"Diz o povo que em tempo de guerra não se limpam armas. Curiosamente, nesta que vivemos, até convém limpá-las assiduamente, mas as do nosso inimigo, pois trata-se das nossas próprias mãos.
Já se vê, pela lógica deste pensamento, que a quarentena tem os seus efeitos. Há uns dias dei por mim farto de estar em casa e a ir até ao meu carro, onde permaneci umas horas e li parte de um livro da Anna Burns – “Milkman” – no qual é particularmente bem descrito o ambiente de terror vivido nos anos 70/80 na Irlanda do Norte, onde houve, de facto, uma guerra, no sentido clássico do termo. Nesta, que só Pacheco Pereira parece recusar-se a referir-se-lhe nesses termos, pedem-nos para ficarmos em casa, lavarmos as mãos e praticarmos distância social, o que em certos casos nem é grande o sacrifício, talvez seja mesmo uma benesse.

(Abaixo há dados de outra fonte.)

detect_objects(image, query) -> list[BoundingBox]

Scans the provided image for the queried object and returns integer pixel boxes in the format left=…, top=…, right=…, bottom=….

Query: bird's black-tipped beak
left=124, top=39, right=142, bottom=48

Para quem tem saúde e não é obrigado a arriscá-la em nome de outrem, e ainda para quem não começa a sofrer já com a paragem da economia, além das saudades de familiares e amigos, os maiores desafios têm sido ocupar o tempo entre paredes (perdeu-se a desculpa “não tenho tempo para ler”) e estar atento aos noticiários de algumas TVs (salva-se a RTP) para se mudar de canal imediatamente antes do início da evangelização diária dos pivots de serviço, num tom que alterna entre a reprimenda e a (proto) inspiração. Como não percebo do assunto, nem me preocupo com audiências, preferiria ouvir notícias. E garanto-vos que não haverá discurso tão inspirador quanto os actos praticados por pessoas e instituições, por vezes pouco ou nada noticiados, entre os quais as doações avultadíssimas do Benfica e dos elementos da sua equipa profissional de futebol, que mereciam mais destaque."